Digital ID for age verification in alcohol sales gets varied guises in Delhi, Istanbul, UK
 

On whether to allow digital ID for age assurance when buying alcohol, some countries say yes, some say no, and some see an opportunity for dramatically increased biometric surveillance using facial recognition cameras.

Delhi denies digital ID for booze, ID cards mandatory

Delhi is aiming to crack down on underage drinking by tightening age verification rules and requiring establishments to check a physical copy of a government-issued ID.

The only digital IDs that will be permitted in the city, where the drinking age is 25, are those stored in the government’s Digilocker portal, according to reporting from the Economic Times.

In a reversal of the standard story in which mobile IDs are more secure than easily tampered-with physical identity documents, the government says the move is to prevent the use of fraudulent or edited digital IDs.

UK barkeeps to accept digital IDs for age assurance

Elsewhere in the world, trends are moving in the opposite direction.

In the new year, UK retailers are set to start accepting digital IDs for age assurance in alcohol sales. Staff at pubs, clubs and retail outlets will be able to perform age assurance checks using QR codes or contactless technology.

The initiative follows the successful rollout of digital age verification in UK cinemas through the GOV.UK One Login system, as the Kier Starmer government takes up the reins on the nation’s wider digital transformation.

Istanbul wants facial recognition surveillance of alcohol sales

Meanwhile, in Türkiye’s capital, businesses selling alcohol and cigarettes are now required to install facial recognition cameras and to store biometric data for at least a month.

A report from DuvaR.English says the Istanbul Governorship issued a notice to liquor stores and other businesses requiring camera systems to be installed “to monitor and record the sales area, all entry and exit points, and parking lots, if any, from various angles.”

The facial recognition cameras must be effective in low light or nighttime conditions and able to operate constantly.

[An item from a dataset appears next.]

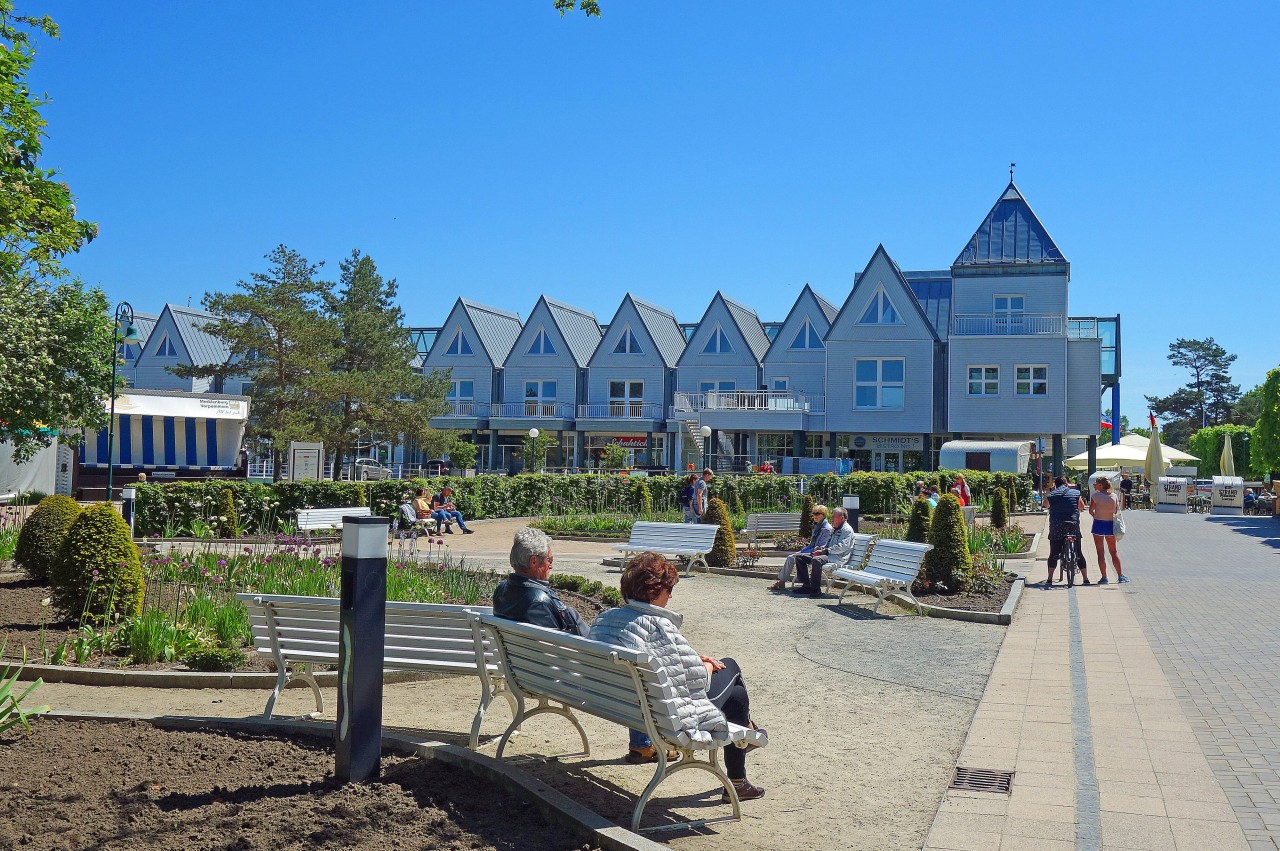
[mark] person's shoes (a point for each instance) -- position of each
(745, 791)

While the set-up sounds much like a CCTV system for real-time biometric surveillance and security monitoring, the stated goal is more like an ambient, panopticon-esque form of age assurance: the governorship says its goal is “protecting minors under 18 from harmful habits such as alcohol and cigarettes.”

The rule goes into effect on January 1 and comes with penalties under the “non-compliance with orders” clause of the Misdemeanor Law.

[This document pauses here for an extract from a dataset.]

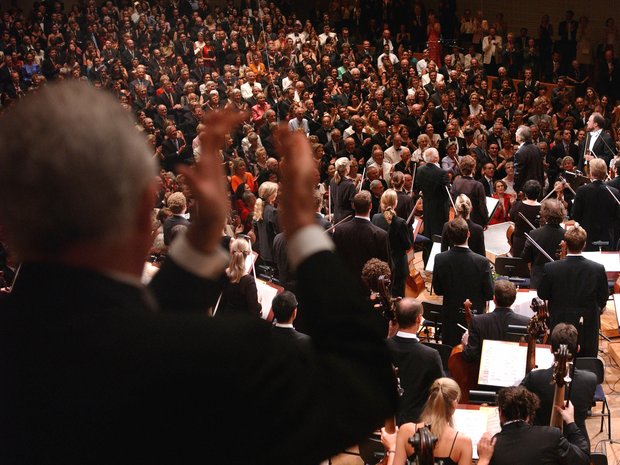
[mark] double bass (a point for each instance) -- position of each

Security, privacy, convenience, surveillance all part of biometric kebab

Türkiye occupies a balance point between biometric innovation and a government with autocratic tendencies, embodied in president Recep Tayyip Erdoğan.

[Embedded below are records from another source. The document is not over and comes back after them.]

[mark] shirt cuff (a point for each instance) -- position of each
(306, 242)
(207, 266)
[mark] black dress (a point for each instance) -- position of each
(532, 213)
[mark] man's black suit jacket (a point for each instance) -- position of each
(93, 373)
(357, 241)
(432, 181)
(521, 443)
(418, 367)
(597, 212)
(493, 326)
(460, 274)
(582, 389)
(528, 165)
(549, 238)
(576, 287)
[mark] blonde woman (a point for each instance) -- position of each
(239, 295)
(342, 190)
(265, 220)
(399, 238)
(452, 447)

According to research from Norton Rose Fulbright, in Istanbul and other large cities “security systems such as hand geometry recognition, iris or fingerprint scans are widely used to enter office buildings, new residential complexes and even luxury gyms.”

And there are data protection laws on the books. “Under the Turkish data protection regime, personal data may not be processed without the data subject’s explicit consent. Biometrics are treated as sensitive data under the Data Protection Law and are subject to the rules applicable to protection of sensitive personal data.”

And yet, Türkiye has danced with questionable uses of facial recognition technology before. In 2023, the country’s minister of interior faced a data privacy lawsuit after going on air to show off a state-developed mobile app with facial recognition capable of identifying everyone in the country.